Of course the show’s format was such that the second batch of Senatorial candidates were not asked the same questions as the first batch, which does make one wonder: how do you choose among these candidates when we don’t ask them about the same issues?

Kapunan as the only one
For the first batch of Senators who spoke at The Rundown, only one categorically stated that she was for no-fault divorce in the country: Atty. Lorna Kapunan.

“Ilang beses ba ninyo naisip na lasunin ang kape ng asawa ninyo? Sapagkat ang ating annulment law ay hindi madali. Alam ni Atty. Legarda na kapag pumunta kayo sa isang abogado, hindi mababa sa P100,000 pesos ang gastos diyan,” she said. She also lamented how psychological incapacity, which is really the only grounds to file for an annulment has been used and abused: “Yung maliit na kasalanan pinapalaki.”

And then it became clear that as far as the rest of these Senatorial candidates were concerned, the issue was really about the use of the word divorce, one that has a social stigma attached to it, but also a word that it seen to sacrifice our belief in marriage. Kapunan hit the nail on the head when she pointed out that annulment is divorce, just more difficult, just more expensive, just more violent in its insistence that a marriage never existed: “If it walks like a duck, talks like a duck, fucks like a duck, then it is a duck.”

No divorce, no freedom
The male Senatorial candidates like Sherwin Gatchalian, Miguel Zubiri and Roman Romulo echoed each other, saying that they do not believe in divorce because they believe in the sanctity of marriage.

Good for them. But their beliefs should not blind them to the fact that for many of us marriages have become mistakes we are tied down to, mistakes that spell our un-freedom.

And lest we’ve forgotten, freedom is a fundamental right.

Susan Ople tried and failed to save herself, when she said that her issue was really only with the word divorce. “I think when you say the word divorce, there’s a stigma in our culture. I want to look at it from Philippine culture. Yung Filipino values paano mo maipapasok do’n.”

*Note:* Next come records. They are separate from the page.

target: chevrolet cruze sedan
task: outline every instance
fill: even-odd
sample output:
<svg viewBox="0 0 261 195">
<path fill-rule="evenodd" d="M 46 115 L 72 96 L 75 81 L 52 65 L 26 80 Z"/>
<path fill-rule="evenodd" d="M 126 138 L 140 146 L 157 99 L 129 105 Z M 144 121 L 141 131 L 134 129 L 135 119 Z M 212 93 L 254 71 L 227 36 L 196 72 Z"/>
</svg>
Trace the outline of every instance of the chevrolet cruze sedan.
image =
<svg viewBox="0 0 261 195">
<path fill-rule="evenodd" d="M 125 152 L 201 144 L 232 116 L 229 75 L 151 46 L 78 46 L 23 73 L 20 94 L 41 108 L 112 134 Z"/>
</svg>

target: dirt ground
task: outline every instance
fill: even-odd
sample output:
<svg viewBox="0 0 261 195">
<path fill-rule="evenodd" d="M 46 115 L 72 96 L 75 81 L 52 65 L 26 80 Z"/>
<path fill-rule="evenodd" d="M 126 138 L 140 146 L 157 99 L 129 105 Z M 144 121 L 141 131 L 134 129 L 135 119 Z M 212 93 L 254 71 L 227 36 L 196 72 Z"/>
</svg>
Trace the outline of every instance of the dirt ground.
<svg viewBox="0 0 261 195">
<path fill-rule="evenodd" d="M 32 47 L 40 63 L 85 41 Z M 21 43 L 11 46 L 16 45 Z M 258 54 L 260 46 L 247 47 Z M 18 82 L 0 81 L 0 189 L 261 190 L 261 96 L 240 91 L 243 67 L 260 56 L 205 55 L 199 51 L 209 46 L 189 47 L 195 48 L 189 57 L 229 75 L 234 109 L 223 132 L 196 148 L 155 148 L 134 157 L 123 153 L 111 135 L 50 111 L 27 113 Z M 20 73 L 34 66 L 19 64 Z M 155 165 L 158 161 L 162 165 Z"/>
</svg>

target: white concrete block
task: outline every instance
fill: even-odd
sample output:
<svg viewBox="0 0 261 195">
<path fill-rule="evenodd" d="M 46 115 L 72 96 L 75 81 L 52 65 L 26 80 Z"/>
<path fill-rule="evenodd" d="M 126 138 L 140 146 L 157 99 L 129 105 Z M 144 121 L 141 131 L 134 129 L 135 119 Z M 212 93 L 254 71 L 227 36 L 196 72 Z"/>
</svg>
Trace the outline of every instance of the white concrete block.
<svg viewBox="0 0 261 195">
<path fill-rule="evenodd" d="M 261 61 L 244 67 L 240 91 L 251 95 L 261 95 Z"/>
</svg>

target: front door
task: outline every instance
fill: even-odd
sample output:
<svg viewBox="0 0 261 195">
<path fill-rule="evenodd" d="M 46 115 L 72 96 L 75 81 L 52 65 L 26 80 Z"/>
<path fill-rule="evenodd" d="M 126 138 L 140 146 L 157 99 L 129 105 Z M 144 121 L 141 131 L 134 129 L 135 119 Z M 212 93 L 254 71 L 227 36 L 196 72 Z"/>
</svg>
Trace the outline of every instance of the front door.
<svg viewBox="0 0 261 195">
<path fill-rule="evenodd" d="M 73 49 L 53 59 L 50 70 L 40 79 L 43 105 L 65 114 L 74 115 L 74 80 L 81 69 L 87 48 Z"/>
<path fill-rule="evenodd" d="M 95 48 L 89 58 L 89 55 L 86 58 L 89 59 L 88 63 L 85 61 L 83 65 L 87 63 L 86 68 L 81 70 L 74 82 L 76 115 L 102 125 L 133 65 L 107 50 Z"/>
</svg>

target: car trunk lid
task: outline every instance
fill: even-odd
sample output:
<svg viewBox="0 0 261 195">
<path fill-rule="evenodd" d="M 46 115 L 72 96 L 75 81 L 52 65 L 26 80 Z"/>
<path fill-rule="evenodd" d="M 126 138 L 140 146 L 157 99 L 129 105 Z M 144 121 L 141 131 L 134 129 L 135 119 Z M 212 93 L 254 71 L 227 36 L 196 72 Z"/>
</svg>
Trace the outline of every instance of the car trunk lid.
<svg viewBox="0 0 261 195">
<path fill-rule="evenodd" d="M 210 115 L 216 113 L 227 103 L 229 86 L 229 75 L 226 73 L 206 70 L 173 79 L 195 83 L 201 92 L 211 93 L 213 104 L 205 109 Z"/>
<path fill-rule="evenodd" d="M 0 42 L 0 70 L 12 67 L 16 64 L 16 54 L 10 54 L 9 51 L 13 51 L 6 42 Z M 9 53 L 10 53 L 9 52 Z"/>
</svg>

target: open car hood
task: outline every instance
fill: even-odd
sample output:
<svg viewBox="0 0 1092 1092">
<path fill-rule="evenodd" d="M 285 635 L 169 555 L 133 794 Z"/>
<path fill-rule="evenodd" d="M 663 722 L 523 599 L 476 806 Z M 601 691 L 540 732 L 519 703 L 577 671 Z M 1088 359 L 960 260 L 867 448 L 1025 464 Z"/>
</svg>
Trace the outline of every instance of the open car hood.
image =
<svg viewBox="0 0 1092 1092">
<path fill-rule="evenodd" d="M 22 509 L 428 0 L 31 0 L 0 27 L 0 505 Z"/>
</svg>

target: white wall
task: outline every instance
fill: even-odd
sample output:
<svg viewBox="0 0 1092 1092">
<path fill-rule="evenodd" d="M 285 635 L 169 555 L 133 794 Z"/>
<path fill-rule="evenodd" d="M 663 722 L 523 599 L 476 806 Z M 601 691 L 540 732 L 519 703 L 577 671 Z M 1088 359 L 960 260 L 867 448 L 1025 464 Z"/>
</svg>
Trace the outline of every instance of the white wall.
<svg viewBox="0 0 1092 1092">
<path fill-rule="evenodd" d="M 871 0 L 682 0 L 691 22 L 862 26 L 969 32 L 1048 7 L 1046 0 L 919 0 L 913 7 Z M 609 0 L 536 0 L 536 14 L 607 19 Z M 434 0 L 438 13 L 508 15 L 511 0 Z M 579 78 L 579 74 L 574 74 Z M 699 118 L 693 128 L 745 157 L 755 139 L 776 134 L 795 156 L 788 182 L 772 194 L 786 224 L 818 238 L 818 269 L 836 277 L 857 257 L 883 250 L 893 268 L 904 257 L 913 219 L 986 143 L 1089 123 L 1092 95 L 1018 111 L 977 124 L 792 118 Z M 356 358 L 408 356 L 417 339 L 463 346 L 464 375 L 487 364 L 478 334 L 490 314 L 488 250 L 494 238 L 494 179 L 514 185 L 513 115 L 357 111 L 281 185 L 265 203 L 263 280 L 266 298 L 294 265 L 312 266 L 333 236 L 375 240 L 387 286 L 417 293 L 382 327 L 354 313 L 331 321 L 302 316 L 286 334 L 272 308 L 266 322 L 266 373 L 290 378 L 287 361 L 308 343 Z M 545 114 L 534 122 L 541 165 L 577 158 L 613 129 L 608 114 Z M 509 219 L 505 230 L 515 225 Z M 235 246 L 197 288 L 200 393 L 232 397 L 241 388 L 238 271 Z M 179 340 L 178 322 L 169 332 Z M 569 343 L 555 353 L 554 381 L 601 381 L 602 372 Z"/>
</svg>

But the mutual decision to separate from each other, or the decision of one party to live with another person not his wife – those are Filipino values that already exist, that might not be acceptable to many, but which is already happening on the ground. There are couples that decide quietly and calmly that they are not for each other anymore; there are men who find themselves already living in with women not their wives, and wives get over the infidelity all the time and move on.

In instances like this, what we are demanding for is really our freedom from this piece of paper that insists we are in a relationship with someone we have not seen in years, if not decades. It is in instances like this that we would like for our estranged husbands to stop using our names as tax deductions. It is in instances like this that we wish to get back our maiden names, because what is more oppressive than being a stuck with a name that’s not yours?

That piece of paper insists that I am in a relationship with a person who has not had anything to do with me the past seven years. Yet that piece of paper says nothing about my individual survival and struggle to earn my keep the past seven years. It says nothing about the happiness – his and mine – achieved separately, which certainly we both have a right to.

My right to a happy ending
All the other Senators here, other than Kapunan, had asserted annulment to be enough. They all said that the answer to the call for a divorce law should be to make the process of getting an annulment easier.

But that misses the point entirely. I do not want to have to say that the marriage never happened; and if I had a child, I wouldn’t want her to be called illegitimate by virtue of a marriage rendered null and void. I also do not want to have to invent things in order to say that either of us were psychologically incapacitated, a discovery we made only when we got married.

A no-fault divorce, as Kapunan has asserted, would mean not going through the blame game, not pinning fault on anyone. Divorce – not annulment as it is currently defined by the law – would allow for the most painless process for children, as it would allow for a calm and peaceful process of separating cleanly from one’s spouse, one’s past.

And this is the thing really that our Senatorial candidates don’t get: it’s easy to talk about marriages that work, it’s easy to imagine that sometimes all it takes is to stick it out and work through differences, and sure happy endings are fantastic. But these do not, cannot happen for everyone.

And sometimes the happiest ever after is only possible when we are freed from that piece of paper that insists we are still married, when we have ceased to be so for years and have forged a life that is productive and creative and happy without the other.

Certainly the Senators who deserve our votes are those for whom our individual happiness and freedom are all important, too?